O dia 17 de setembro marca os 40 anos do assassinato de Carlos Lamarca, ex-capitão do Exército que desertou para se tornar líder guerrilheiro. A simples menção de seu nome ainda desperta paixões inflamadas, principalmente nos quartéis, pelo fato de ele ter desertado e, durante o cerco à guerrilha do Vale do Ribeira, matado a coronhadas um tenente feito prisioneiro para evitar que ele denunciasse a posição dos guerrilheiros às tropas do Exército.

Oficial brilhante, Lamarca abandonou tudo – inclusive família, que despachou para Cuba – para aderir ao sonho de um punhado de jovens “enlouquecidos de esperança” de derrubar a ditadura e instaurar um regime socialista no país. O fato de os regimes que inspiravam os revolucionários serem ditaduras burocráticas degeneradas não invalida a generosidade e a coragem daqueles jovens que arriscaram suas vidas, muitos dos quais tombaram, para combater a opressão e a injustiça.

Lamarca começou na VPR (Vanguarda Popular Revolucionária) e terminou no MR-8 (Movimento Revolucionário 8 de Outubro). Liderou ou planejou as ações mais ousadas da esquerda armada contra o regime, de assaltos a bancos ao roubo do cofre do ex-governador paulista Adhemar de Barros, ação espetacular que renderia à guerrilha US$ 2,5 milhões. Comandou o seqüestro do embaixador suíço, que livrou da tortura e da morte 70 prisioneiros políticos. O ex-capitão instalou um foco guerrilheiro no Vale do Ribeira, conseguindo escapar do formidável cerco militar montado pelo coronel Erasmo Dias – que nunca o perdoou por isso. Lamarca foi caçado implacavelmente pelas forças da repressão de todo o país, até ser emboscado e morto em 1971 no sertão da Bahia, numa ação comandada pelo então major Nilton Cerqueira.
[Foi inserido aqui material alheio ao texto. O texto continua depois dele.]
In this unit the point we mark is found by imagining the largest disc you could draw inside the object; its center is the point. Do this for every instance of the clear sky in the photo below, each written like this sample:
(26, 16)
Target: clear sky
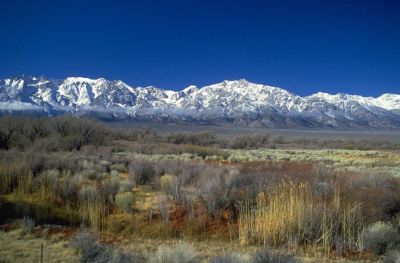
(303, 46)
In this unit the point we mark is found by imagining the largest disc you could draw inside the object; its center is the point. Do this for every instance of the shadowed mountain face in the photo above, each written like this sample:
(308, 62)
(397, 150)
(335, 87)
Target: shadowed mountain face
(238, 102)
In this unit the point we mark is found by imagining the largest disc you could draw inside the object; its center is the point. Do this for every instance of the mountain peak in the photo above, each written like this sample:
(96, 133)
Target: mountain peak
(237, 101)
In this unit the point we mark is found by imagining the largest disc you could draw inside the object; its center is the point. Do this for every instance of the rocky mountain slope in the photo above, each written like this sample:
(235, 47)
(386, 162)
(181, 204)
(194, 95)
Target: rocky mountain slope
(238, 102)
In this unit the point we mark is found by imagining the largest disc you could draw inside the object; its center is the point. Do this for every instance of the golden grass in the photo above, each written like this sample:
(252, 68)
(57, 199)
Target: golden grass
(292, 216)
(17, 249)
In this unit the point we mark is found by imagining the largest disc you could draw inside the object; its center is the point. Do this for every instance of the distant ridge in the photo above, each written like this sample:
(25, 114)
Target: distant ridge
(239, 102)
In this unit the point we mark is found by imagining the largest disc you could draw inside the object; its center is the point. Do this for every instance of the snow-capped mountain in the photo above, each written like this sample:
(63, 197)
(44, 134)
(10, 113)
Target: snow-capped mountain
(239, 102)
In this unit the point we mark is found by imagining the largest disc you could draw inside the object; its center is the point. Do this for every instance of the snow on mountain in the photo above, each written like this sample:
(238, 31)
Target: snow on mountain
(239, 102)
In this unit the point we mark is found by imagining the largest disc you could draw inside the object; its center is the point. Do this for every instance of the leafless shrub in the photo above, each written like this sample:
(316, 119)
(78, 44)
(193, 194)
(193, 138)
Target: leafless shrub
(268, 255)
(180, 253)
(27, 225)
(124, 201)
(163, 208)
(142, 172)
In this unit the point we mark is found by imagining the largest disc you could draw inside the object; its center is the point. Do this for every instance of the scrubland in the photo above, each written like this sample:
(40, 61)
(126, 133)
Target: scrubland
(91, 193)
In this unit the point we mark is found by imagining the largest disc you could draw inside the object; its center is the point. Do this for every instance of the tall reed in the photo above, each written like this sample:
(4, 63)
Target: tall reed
(293, 215)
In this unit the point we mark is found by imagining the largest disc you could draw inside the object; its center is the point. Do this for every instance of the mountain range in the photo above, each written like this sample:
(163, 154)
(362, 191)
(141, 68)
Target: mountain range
(237, 102)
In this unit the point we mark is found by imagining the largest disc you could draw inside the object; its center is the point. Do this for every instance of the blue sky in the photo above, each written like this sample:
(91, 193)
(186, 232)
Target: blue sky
(303, 46)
O capitão Lamarca dá aulas de tiro a bancários
Lamarca tinha uma concepção militarista da luta política, mas esse viés nunca embotou seu discernimento. Quando a VPR sequestrou o embaixador suíço, Giovanni Enrico Bücher, em 1970, e exigiu a libertação de 70 presos políticos, a ditadura engrossou e rejeitou soltar vários deles e ainda anunciou a morte, por “atropelamento”, do militante Eduardo Leite, o “Bacuri”, que tinha sido barbaramente assassinado sob tortura. O comando da VPR – organização que Jacob Gorender define como “o militarismo quimicamente puro” – queria executar o embaixador, mas Lamarca usou sua autoridade de comandante militar da operação para evitar que “a VPR desse aos inimigos o monumental trunfo que as Brigadas Vermelhas mais tarde dariam, ao executarem Aldo Moro. O episódio foi tão traumático que ele acabou deixando a VPR”, diz Celso Lugaretti, que foi companheiro de guerrilha do ex-capitão.

Lamarca foi um herói trágico de seu tempo. Nas palavras de Emiliano José e Oldack de Miranda, autores de sua biografia, “não foi o ‘assassino frio e sanguinário’ mostrado na imprensa por pressão do Exército, muito menos um ‘messias sem deus’ ou joguete da esquerda armada. [...] O capitão Lamarca absorveu a tragédia de seu tempo e viveu o drama, todo, de um período em que a tortura e o assassinato político eram métodos considerados normais pelo Estado brasileiro. [...] Duro é sacar o lance do oficial do Exército brasileiro, carreira brilhante à frente, que, inconformado, rasga sua farda e aposta noutro futuro: sonha com a humanidade livre, mete o peito resoluto em busca da liberdade e leva às últimas conseqüências o que julgava acertado”.

Ele merece mais que respeito; merece estar no panteão dos herois da pátria. Porque herois verdadeiros não são estátuas equestres de bronze; são seres de carne e osso, com vícios e virtudes.